Markdown Converter Guide
Turn PDF and DOCX documents into clean Markdown without ever uploading them. Everything runs in your browser.
Quick Navigation
1. Overview
Markdown Converter reads PDF and DOCX files directly in your browser and turns them into clean Markdown. PDF text is extracted with pdf.js, DOCX is parsed with mammoth.js, and both are translated into plain Markdown headings, lists, links, and tables.
The tool is built for the same workflows the rest of ASD123.ai targets: feeding documents into local AI chats, preparing snippets for the Optimizer or Anonymizer, or simply archiving content in a portable text format.
Best effort, not perfect: PDFs do not always carry semantic structure. Headings are detected by font size, so unusual layouts may need a quick review after conversion.
2. Basic Workflow
Pick a document
Drag a PDF or DOCX into the drop area, or use the Choose file button. With the OCR engine you can also drop image files (PNG, JPG, WebP, BMP). The maximum size is 25 MB.
Adjust the options
Toggle heading detection, formatting, tables, links, and whitespace before or after conversion. Changing an option re-runs the conversion automatically.
Review and export
Switch between the Raw Markdown and Preview tabs, then copy to clipboard or download a .md file.
3. Supported Formats
Read with pdf.js.

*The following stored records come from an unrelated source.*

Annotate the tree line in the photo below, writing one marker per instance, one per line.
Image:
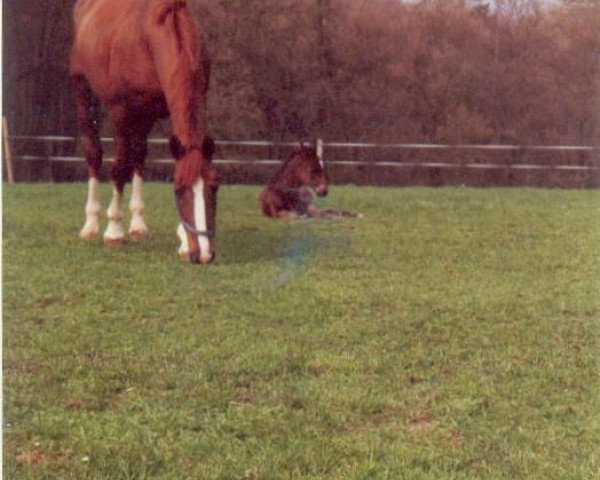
(439, 71)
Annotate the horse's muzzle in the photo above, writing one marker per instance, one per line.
(322, 190)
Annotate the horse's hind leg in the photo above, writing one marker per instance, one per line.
(88, 117)
(137, 226)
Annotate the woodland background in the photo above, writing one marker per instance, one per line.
(443, 71)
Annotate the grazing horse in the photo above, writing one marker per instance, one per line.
(143, 60)
(289, 194)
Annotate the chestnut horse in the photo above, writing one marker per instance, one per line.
(143, 60)
(290, 192)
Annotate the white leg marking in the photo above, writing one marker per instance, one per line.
(114, 232)
(92, 211)
(200, 217)
(137, 227)
(184, 248)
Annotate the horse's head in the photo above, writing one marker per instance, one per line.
(309, 171)
(196, 186)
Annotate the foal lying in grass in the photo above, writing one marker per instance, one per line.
(290, 192)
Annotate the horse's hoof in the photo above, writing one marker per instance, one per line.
(196, 259)
(114, 242)
(138, 234)
(87, 235)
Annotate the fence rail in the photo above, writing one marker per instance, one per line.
(358, 155)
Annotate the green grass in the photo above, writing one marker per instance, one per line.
(448, 334)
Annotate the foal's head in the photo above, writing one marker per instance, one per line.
(304, 169)
(196, 186)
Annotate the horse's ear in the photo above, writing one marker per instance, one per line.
(208, 148)
(177, 149)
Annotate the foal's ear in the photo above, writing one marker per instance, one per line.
(208, 148)
(177, 149)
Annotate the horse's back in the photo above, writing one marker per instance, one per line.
(113, 43)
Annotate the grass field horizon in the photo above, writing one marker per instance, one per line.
(449, 334)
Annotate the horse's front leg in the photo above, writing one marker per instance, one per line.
(121, 173)
(88, 118)
(137, 227)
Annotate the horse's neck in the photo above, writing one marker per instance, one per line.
(286, 179)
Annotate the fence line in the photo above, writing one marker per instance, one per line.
(323, 146)
(265, 143)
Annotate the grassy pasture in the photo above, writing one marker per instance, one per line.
(448, 334)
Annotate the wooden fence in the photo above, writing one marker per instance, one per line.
(58, 158)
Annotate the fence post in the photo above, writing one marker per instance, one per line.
(7, 153)
(320, 151)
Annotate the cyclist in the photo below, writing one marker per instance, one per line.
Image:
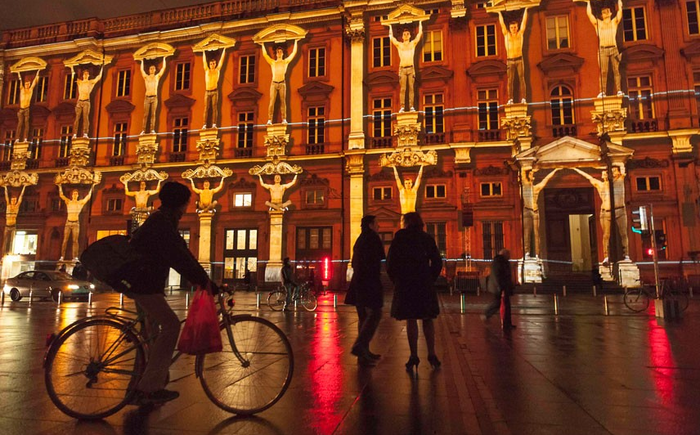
(289, 283)
(159, 241)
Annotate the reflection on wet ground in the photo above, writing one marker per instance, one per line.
(581, 372)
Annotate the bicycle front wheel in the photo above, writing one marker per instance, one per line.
(276, 299)
(91, 369)
(252, 372)
(636, 300)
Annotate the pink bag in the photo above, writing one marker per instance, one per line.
(201, 332)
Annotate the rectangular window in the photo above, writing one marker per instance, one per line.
(316, 125)
(70, 87)
(381, 52)
(486, 40)
(640, 92)
(182, 76)
(381, 117)
(119, 145)
(66, 140)
(492, 233)
(488, 109)
(245, 130)
(432, 46)
(634, 24)
(434, 110)
(242, 199)
(180, 135)
(246, 69)
(435, 191)
(437, 232)
(13, 92)
(692, 8)
(123, 83)
(645, 184)
(558, 32)
(491, 189)
(317, 62)
(381, 193)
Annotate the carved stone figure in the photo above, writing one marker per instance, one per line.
(407, 72)
(277, 192)
(150, 102)
(513, 34)
(142, 196)
(211, 96)
(12, 205)
(603, 188)
(207, 203)
(82, 107)
(608, 55)
(531, 214)
(278, 87)
(25, 100)
(74, 206)
(408, 191)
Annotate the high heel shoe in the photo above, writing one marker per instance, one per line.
(413, 361)
(434, 362)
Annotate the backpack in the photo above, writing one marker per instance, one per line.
(115, 262)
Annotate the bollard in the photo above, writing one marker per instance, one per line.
(605, 305)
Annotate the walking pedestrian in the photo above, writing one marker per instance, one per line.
(413, 264)
(366, 292)
(500, 285)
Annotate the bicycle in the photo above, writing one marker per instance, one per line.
(277, 298)
(92, 366)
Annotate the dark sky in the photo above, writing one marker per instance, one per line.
(28, 13)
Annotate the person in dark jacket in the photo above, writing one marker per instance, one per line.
(366, 291)
(413, 264)
(160, 243)
(500, 284)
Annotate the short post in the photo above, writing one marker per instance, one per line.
(605, 305)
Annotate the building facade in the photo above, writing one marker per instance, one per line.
(478, 164)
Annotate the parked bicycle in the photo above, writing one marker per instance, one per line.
(304, 296)
(92, 366)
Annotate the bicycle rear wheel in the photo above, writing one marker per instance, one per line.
(276, 299)
(91, 368)
(252, 372)
(636, 300)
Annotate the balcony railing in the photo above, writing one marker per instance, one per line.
(564, 130)
(489, 135)
(643, 125)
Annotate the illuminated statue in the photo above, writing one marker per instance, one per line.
(407, 72)
(211, 96)
(82, 107)
(531, 214)
(513, 34)
(207, 203)
(277, 193)
(603, 188)
(11, 212)
(408, 191)
(278, 87)
(608, 55)
(25, 100)
(150, 102)
(74, 206)
(142, 196)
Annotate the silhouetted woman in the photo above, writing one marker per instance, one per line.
(413, 264)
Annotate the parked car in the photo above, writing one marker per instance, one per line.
(46, 284)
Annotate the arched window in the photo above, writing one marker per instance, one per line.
(562, 103)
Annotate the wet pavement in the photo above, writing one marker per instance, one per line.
(578, 372)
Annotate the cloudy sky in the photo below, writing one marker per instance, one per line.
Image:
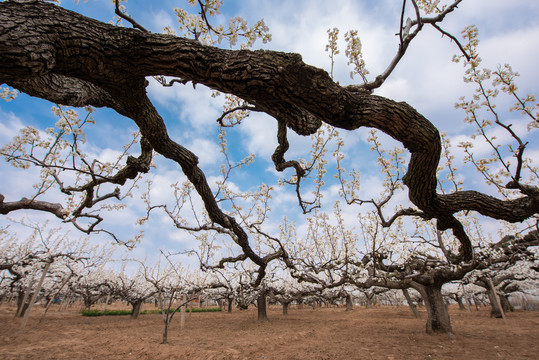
(426, 79)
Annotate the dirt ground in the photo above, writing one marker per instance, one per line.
(325, 333)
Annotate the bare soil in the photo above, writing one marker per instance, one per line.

Text-based PDFs work best. Headings are inferred from larger font sizes, bulleted and numbered lists are recognized by common markers.
DOCX
Parsed with mammoth.js. Word styles such as Title, Heading 1–6, and Quote are mapped to the matching Markdown elements. Bold, italic, links, lists, and tables are preserved.
Images & scanned PDFs (OCR engine)
Switch the parsing engine to OCR to read PNG, JPG, WebP, or BMP images and scanned PDFs that have no text layer. Recognition runs locally with PP-OCRv6; see the engines section below.
4. Parsing Engines
For PDFs, the PDF parsing engine selector offers four choices. The default EdgeParse is a Rust engine compiled to WebAssembly that handles multi-column pages and tables well and emits Markdown directly. LiteParse is a second high-accuracy WebAssembly engine, Standard (pdf.js) is the lightest option with no extra download, and OCR reads scanned PDFs and images that have no text layer. Every engine loads locally the first time you pick it; everything runs entirely in your browser.

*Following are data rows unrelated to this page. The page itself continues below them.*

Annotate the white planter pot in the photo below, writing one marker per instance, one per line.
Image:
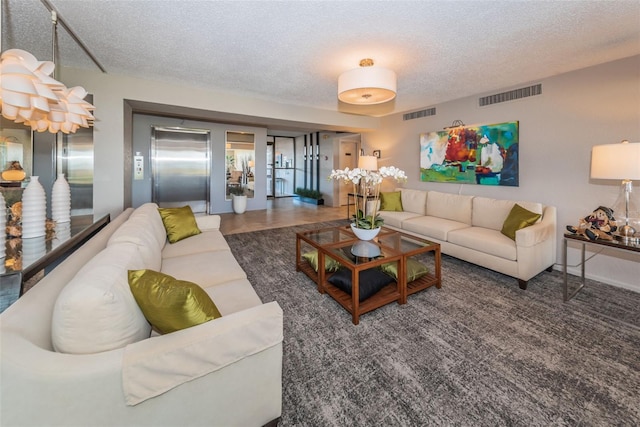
(364, 234)
(239, 203)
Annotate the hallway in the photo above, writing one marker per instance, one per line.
(280, 212)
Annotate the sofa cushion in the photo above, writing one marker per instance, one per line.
(391, 201)
(170, 304)
(234, 295)
(208, 222)
(205, 268)
(395, 219)
(491, 213)
(141, 235)
(180, 223)
(517, 219)
(484, 240)
(414, 201)
(449, 206)
(433, 227)
(96, 311)
(147, 216)
(207, 241)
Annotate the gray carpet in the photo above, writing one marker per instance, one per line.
(479, 351)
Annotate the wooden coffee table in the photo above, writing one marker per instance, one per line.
(392, 246)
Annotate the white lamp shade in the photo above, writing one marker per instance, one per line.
(616, 161)
(368, 163)
(367, 86)
(30, 96)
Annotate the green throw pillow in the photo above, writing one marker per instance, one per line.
(170, 304)
(179, 223)
(391, 201)
(330, 264)
(415, 269)
(518, 218)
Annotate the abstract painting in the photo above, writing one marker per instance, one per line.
(477, 154)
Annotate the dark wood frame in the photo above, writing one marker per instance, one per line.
(396, 291)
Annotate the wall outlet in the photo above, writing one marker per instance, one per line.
(138, 167)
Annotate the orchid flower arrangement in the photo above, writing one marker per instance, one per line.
(364, 180)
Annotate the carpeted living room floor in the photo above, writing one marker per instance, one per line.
(479, 351)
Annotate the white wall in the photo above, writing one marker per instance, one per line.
(576, 111)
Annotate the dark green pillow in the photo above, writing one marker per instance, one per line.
(170, 304)
(391, 201)
(179, 223)
(518, 218)
(415, 269)
(330, 264)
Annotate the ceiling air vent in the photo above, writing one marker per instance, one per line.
(421, 113)
(523, 92)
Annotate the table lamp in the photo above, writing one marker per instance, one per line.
(620, 161)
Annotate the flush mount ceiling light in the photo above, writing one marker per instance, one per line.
(367, 85)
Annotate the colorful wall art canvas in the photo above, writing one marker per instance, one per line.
(477, 154)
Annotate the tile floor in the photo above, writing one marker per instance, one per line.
(282, 212)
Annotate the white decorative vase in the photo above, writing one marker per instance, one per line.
(3, 226)
(34, 209)
(364, 234)
(61, 200)
(239, 204)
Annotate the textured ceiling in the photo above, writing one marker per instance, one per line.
(293, 51)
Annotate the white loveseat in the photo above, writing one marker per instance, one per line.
(225, 372)
(469, 228)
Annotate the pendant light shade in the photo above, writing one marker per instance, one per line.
(367, 85)
(29, 95)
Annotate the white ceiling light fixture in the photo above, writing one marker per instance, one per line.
(32, 96)
(367, 85)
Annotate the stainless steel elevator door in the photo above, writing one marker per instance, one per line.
(180, 167)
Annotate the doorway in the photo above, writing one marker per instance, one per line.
(348, 158)
(281, 166)
(180, 171)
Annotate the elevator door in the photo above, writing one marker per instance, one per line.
(180, 167)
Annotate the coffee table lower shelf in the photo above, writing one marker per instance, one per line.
(384, 296)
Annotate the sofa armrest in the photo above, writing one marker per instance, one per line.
(539, 232)
(156, 365)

High accuracy · EdgeParse (default)
A Rust engine that emits Markdown directly, with XY-cut reading order and native GitHub-flavoured tables. Strong on borderless and complex tables, and the recommended default for most documents. One-time ~2.7 MB module.
High accuracy · LiteParse
Exposes the exact position and font size of every line. The converter groups text into columns by real x-coordinates, so a left column is read fully before the right one. One-time ~4 MB module.
Standard · pdf.js
The built-in reader. The fastest option with no extra download, fine for simple single-column PDFs. Headings are detected from font sizes.
OCR · PP-OCRv6
Optical character recognition for scanned PDFs and image files (PNG, JPG, WebP, BMP) that have no selectable text. Runs the PP-OCRv6 Tiny model on onnxruntime-web. One-time ~18 MB download on first use.
Which one to pick
EdgeParse is the default and best for table-heavy documents; try LiteParse for multi-column text or if a specific PDF renders better there; Standard is the quickest for plain text; choose OCR for scans and images. If a high-accuracy engine ever fails to load or parse, the converter quietly falls back to pdf.js so you always get a result.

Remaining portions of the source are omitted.